Si Balzac devient pour le jeune Antoine un modèle indépassable de la littérature, un héros auquel il rêve de synchroniser son destin, il tisse surtout un lien secret avec le protagoniste du livre. Dans son roman, Balzac fait le récit de Balthazar Claës, un savant parti à la recherche obsessionnelle de l’absolu et condamné à échouer jusqu’à ce que la mort le cueille à la fin de l’ouvrage. Sans même que le jeune Antoine ne le sache encore, il vient de sceller un pacte avec le personnage balzacien : “Eurêka”, il se mettra, à son tour, en quête d’un absolu.
“Toute ma vie, c’est courir après des choses qui se sauvent”

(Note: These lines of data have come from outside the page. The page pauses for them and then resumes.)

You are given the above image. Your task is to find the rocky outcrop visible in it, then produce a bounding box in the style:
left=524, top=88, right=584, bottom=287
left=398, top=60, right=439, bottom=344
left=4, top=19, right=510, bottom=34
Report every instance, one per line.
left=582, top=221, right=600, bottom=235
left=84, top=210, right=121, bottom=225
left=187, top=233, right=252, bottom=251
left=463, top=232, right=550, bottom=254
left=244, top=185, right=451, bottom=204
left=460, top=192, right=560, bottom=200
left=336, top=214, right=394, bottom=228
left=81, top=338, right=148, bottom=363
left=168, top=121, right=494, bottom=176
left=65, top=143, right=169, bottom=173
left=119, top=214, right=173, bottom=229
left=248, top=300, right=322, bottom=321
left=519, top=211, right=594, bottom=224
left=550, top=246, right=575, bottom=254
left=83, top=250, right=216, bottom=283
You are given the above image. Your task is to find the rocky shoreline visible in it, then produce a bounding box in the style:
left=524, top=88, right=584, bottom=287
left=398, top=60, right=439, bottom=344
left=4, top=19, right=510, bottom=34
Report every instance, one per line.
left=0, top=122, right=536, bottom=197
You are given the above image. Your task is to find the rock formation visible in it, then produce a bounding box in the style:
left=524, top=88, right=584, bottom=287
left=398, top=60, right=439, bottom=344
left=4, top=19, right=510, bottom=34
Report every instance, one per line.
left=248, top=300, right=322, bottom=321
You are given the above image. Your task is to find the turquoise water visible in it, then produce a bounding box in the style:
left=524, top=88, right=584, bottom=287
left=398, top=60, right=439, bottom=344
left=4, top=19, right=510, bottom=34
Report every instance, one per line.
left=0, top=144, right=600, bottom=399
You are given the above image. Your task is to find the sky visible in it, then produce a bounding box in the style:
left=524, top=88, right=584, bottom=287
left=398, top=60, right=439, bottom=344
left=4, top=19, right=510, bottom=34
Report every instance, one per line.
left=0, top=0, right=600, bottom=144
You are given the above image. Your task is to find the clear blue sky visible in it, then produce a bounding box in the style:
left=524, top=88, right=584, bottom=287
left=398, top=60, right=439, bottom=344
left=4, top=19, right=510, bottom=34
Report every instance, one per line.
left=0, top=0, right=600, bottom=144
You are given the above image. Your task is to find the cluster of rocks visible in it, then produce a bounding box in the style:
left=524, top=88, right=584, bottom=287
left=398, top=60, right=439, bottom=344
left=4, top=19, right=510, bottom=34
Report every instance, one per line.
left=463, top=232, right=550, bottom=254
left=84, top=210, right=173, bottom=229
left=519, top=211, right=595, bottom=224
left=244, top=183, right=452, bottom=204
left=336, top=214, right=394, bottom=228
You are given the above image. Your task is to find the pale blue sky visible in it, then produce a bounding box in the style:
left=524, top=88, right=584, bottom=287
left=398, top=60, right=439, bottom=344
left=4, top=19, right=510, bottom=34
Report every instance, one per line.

Cette quête (à moins que ce ne soit une malédiction) ne sera ni scientifique ni littéraire (même si dans Domicile conjugal, le quatrième opus de la saga, Doinel devient écrivain en initiant la rédaction d’un roman autobiographique intitulé Les Salades de l’amour), mais bien sentimentale. Antoine Doinel est cet amoureux qui ne pourra jamais être satisfait. Il aimera moins les femmes que l’idée absolue qu’elles portent en elles. C’est pourquoi toutes les histoires sentimentales qui parcourent son existence, [l’amour non partagé de Colette (Marie-France Pisier) dans Antoine et Colette, la passion dévorante pour Fabienne Tabard (Delphine Seyrig) dans Baisers volés, la stabilité du mariage avec Christine (Claude Jade) ou l’adultère avec une Japonaise dans Domicile Conjugal] sont toutes vouées à l’échec. Et même lorsqu’un baiser passionné entre lui et Sabine (Dorothée) à la fin de l’ultime volet L’Amour en fuite célèbre leur couple et fait naître l’espoir d’un amour parfait, le refrain de la chanson éponyme de Souchon écrite pour le film prophétise déjà ironiquement leur amour qui se fane (“Nous, nous, on a pas tenu le coup / On s’quitte et y a rien qu’on explique”).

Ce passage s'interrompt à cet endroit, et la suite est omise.